In 1971, the Legislature established the Massachusetts Community Antenna Television Commission "to authorize. . . the installation of community antenna television systems in cities and towns of the [C]ommonwealth and to provide for the regulation thereof by such cities and towns and the [C]ommonwealth. . . ." In the years since the Legislature issued this grant of authority, what began as a service designed mainly to deliver off-the-air broadcast signals to rural and mountainous areas has become an $800 million industry in Massachusetts. While some households still rely on antenna reception, the principal alternative to cable television has been satellite television. In recent years, cable operators have altered service structures to compete more successfully not only with satellite providers, but with new technologies and new entrants to the marketplace, such as competitive overbuilders and municipally-owned companies. To this end, cable operators have begun a move toward offering bundled services, such as cable television, telephone, and cable modems. In recognition of the convergence of industries, the Legislature merged the Massachusetts Community Antenna Television Commission into the Department as the Cable Television Division ("Cable Division") in 1997.

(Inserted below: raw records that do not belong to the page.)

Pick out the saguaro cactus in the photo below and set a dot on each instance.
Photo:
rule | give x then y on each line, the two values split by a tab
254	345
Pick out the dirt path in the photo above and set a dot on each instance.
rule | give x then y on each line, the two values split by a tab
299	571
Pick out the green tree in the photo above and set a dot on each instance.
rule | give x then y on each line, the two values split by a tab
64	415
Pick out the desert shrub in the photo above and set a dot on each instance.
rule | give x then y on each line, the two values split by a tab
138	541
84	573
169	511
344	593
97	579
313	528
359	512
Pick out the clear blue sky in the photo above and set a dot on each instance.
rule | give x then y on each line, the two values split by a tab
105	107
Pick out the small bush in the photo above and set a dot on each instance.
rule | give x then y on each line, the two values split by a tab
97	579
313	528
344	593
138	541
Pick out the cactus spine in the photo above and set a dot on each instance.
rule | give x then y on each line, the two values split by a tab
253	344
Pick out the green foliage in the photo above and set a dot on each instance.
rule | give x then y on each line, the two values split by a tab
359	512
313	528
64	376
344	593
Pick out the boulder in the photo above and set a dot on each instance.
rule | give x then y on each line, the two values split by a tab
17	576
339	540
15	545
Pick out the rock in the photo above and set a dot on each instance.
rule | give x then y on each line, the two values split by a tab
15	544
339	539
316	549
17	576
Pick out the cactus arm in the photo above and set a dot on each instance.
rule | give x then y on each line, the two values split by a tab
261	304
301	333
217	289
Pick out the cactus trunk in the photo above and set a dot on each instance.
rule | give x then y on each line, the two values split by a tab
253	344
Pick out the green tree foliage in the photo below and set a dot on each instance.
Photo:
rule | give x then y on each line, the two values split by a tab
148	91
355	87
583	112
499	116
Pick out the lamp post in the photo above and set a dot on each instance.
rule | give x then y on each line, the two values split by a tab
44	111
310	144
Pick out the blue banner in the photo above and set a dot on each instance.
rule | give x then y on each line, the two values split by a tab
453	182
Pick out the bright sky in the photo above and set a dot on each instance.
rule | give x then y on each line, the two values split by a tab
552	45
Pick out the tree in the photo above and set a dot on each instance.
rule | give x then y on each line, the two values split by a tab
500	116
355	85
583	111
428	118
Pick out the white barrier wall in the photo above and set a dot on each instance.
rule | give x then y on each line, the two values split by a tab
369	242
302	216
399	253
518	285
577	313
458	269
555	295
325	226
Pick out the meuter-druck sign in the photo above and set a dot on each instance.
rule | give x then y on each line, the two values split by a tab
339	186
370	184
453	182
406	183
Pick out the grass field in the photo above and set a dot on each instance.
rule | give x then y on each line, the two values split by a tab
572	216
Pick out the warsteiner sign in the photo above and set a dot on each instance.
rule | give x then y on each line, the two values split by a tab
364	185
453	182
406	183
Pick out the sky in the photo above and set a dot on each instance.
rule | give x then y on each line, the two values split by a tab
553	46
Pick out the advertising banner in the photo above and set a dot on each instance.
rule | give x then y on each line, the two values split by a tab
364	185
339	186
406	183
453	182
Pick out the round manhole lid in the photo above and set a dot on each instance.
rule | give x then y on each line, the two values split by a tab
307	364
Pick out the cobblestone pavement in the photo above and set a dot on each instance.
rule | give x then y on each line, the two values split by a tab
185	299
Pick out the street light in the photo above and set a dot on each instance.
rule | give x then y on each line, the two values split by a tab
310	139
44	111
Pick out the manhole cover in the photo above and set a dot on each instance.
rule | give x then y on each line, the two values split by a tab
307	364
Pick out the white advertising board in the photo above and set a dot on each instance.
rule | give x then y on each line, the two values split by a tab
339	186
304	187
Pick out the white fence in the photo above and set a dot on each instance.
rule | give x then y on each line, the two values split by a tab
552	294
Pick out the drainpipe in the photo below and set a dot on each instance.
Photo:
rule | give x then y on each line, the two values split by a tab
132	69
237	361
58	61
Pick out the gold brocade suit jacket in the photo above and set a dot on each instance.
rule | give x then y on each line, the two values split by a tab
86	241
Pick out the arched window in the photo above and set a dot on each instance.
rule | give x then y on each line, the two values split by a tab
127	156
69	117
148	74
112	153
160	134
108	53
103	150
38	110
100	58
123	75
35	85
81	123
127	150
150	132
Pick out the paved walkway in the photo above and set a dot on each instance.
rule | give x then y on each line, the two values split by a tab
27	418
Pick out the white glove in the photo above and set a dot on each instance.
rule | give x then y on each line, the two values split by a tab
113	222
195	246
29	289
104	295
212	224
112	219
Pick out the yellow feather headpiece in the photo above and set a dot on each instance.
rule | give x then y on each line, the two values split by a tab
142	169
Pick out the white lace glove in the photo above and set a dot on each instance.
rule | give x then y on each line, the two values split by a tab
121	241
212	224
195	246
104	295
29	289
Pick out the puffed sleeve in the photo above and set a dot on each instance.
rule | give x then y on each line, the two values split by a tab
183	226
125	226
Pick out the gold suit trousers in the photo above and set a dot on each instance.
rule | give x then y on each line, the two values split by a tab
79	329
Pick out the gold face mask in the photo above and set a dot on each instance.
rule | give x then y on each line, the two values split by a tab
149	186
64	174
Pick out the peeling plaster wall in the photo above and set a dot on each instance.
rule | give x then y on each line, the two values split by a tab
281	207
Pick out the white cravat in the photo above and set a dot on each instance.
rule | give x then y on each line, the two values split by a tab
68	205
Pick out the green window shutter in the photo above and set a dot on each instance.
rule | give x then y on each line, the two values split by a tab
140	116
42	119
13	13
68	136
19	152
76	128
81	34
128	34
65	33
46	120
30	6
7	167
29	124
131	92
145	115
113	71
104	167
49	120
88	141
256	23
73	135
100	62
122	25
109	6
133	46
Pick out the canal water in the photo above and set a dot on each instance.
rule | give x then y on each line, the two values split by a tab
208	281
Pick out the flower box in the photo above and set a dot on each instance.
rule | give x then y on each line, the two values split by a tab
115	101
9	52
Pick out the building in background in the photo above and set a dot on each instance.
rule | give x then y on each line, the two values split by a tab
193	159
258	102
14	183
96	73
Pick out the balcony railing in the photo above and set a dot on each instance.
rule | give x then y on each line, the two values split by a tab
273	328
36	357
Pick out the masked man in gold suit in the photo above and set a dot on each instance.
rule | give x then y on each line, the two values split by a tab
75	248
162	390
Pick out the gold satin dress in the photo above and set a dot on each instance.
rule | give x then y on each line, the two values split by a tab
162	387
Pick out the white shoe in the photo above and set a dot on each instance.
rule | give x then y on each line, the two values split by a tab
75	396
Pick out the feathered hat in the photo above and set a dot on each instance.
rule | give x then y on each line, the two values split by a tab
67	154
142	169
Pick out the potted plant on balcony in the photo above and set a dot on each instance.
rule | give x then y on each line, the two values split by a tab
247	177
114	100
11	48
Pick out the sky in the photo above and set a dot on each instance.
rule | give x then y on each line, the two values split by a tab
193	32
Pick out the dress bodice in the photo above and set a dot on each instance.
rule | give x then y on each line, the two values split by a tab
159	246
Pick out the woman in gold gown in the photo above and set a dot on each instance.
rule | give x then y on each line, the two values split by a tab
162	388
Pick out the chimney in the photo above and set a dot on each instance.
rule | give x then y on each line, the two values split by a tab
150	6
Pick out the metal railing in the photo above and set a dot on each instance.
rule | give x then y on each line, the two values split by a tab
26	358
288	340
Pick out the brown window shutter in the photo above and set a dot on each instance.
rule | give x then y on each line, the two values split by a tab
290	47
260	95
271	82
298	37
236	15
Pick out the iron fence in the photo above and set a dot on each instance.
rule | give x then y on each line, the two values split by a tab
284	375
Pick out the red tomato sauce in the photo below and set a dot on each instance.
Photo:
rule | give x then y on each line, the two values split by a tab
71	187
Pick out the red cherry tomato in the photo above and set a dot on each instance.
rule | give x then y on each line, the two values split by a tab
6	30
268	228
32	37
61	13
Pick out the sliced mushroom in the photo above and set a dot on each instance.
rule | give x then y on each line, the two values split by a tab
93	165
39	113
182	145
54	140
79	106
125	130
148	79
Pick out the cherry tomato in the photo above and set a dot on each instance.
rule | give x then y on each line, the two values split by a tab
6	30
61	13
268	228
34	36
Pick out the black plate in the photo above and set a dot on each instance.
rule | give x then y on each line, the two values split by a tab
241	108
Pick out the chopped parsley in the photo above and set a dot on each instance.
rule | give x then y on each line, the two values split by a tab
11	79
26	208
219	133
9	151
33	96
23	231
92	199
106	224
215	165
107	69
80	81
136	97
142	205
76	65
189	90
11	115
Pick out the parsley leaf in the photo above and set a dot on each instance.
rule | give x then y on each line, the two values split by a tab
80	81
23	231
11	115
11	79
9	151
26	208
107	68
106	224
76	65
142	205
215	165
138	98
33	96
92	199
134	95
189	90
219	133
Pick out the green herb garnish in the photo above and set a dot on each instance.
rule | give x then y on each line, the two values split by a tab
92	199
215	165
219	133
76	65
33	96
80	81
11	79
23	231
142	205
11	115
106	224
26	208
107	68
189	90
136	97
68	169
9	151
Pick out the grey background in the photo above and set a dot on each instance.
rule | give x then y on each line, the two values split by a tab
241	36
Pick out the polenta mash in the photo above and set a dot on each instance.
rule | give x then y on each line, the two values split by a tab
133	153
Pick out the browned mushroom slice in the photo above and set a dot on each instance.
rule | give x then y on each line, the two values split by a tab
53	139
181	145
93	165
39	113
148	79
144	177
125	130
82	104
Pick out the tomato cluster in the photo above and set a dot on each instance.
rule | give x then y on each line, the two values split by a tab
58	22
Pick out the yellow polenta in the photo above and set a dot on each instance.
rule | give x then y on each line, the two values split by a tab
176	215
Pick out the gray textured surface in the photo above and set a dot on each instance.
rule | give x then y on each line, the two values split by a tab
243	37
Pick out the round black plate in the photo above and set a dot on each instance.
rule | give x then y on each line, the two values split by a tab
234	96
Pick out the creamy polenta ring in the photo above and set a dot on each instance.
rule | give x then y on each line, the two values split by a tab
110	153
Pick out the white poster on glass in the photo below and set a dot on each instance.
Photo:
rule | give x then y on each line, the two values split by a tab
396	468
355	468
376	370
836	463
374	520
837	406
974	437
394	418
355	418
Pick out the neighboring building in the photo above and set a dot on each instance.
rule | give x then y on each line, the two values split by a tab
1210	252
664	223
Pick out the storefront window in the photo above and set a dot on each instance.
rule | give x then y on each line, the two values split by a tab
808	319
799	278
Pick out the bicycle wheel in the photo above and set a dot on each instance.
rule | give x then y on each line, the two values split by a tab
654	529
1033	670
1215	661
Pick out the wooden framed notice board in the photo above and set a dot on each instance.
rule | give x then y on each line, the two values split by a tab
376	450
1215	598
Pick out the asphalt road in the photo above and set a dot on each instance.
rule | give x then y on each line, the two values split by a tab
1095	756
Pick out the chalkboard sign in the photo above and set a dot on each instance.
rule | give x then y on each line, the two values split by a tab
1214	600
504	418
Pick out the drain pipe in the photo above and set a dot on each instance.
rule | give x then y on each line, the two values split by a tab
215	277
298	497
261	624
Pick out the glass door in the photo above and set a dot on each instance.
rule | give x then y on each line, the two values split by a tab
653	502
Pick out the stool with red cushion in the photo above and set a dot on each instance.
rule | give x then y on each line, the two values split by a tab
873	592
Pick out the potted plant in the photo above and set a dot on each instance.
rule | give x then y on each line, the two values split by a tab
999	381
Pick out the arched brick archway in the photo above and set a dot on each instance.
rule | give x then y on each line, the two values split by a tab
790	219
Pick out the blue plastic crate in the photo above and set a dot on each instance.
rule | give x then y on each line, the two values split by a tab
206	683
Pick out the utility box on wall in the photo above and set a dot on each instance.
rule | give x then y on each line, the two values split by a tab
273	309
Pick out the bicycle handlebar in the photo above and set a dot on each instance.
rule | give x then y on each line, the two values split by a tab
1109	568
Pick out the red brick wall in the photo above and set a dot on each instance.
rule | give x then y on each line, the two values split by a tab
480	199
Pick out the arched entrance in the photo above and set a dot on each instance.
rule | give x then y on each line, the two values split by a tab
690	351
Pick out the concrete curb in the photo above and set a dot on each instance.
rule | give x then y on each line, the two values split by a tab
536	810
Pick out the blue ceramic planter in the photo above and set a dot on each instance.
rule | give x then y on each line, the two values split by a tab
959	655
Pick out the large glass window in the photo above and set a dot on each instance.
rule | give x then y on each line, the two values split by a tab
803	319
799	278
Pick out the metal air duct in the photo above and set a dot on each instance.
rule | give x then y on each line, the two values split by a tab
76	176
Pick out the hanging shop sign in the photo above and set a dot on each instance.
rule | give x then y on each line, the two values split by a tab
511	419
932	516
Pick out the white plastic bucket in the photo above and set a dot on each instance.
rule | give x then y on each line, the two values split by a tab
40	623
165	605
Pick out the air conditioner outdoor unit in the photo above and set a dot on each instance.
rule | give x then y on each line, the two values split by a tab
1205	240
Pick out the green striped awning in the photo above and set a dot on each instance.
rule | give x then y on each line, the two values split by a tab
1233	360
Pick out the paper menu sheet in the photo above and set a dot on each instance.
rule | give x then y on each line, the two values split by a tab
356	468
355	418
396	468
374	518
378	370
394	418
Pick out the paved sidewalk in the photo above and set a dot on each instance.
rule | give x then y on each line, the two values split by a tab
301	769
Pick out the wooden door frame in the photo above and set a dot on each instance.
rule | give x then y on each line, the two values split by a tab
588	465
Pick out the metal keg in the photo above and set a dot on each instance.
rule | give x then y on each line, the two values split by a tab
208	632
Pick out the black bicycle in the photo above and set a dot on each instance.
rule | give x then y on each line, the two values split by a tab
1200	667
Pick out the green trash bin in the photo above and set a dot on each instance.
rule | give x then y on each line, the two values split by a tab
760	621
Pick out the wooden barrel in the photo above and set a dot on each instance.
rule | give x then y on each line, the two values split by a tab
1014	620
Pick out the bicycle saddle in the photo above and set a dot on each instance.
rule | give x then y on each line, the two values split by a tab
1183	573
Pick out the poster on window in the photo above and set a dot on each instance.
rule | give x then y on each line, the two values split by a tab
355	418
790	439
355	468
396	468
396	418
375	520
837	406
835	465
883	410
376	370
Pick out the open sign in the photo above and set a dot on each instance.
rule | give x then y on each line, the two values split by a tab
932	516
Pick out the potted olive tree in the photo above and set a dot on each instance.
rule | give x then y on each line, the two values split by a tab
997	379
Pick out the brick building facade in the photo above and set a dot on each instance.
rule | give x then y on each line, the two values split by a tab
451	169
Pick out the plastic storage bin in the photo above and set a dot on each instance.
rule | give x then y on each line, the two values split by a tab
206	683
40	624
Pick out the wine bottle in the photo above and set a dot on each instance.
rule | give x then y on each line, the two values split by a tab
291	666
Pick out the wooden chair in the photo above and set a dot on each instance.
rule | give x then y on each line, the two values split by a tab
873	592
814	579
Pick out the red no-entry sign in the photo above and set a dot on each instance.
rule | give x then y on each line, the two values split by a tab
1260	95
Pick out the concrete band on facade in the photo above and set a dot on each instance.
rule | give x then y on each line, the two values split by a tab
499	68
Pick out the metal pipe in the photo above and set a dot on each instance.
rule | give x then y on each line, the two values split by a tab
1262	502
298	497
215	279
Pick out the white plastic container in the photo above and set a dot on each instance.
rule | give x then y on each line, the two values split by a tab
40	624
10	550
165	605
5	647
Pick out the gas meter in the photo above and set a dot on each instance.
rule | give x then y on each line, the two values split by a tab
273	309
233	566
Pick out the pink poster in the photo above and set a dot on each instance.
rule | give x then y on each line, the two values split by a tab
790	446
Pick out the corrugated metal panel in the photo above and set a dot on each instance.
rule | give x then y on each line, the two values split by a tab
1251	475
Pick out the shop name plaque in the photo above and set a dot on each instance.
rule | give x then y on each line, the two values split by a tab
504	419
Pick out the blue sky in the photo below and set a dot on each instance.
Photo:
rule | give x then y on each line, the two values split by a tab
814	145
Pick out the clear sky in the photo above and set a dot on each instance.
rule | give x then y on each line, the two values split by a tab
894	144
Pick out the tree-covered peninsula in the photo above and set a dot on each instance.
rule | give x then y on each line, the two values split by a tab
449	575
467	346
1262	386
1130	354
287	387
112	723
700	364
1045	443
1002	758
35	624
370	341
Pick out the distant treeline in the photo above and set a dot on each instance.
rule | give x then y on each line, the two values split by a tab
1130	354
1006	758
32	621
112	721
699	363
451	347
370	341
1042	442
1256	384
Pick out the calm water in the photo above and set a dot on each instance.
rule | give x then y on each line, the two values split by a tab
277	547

Cable television continues to be regulated on the local, state, and federal level. Under its enabling legislation, G.L. c. 166A, and implementing regulations at 207 C.M.R. § 1.00 et seq., the Cable Division:
- Oversees cable television franchising by municipalities;
- Establishes basic service tier programming and equipment rates for communities have requested rate regulation and that are not subjected to effective competition; and
- Enforces consumer protection standards.
The Cable Division currently oversees cable television operators serving over two million cable subscribers in 308 of the Commonwealth's 351 cities and towns.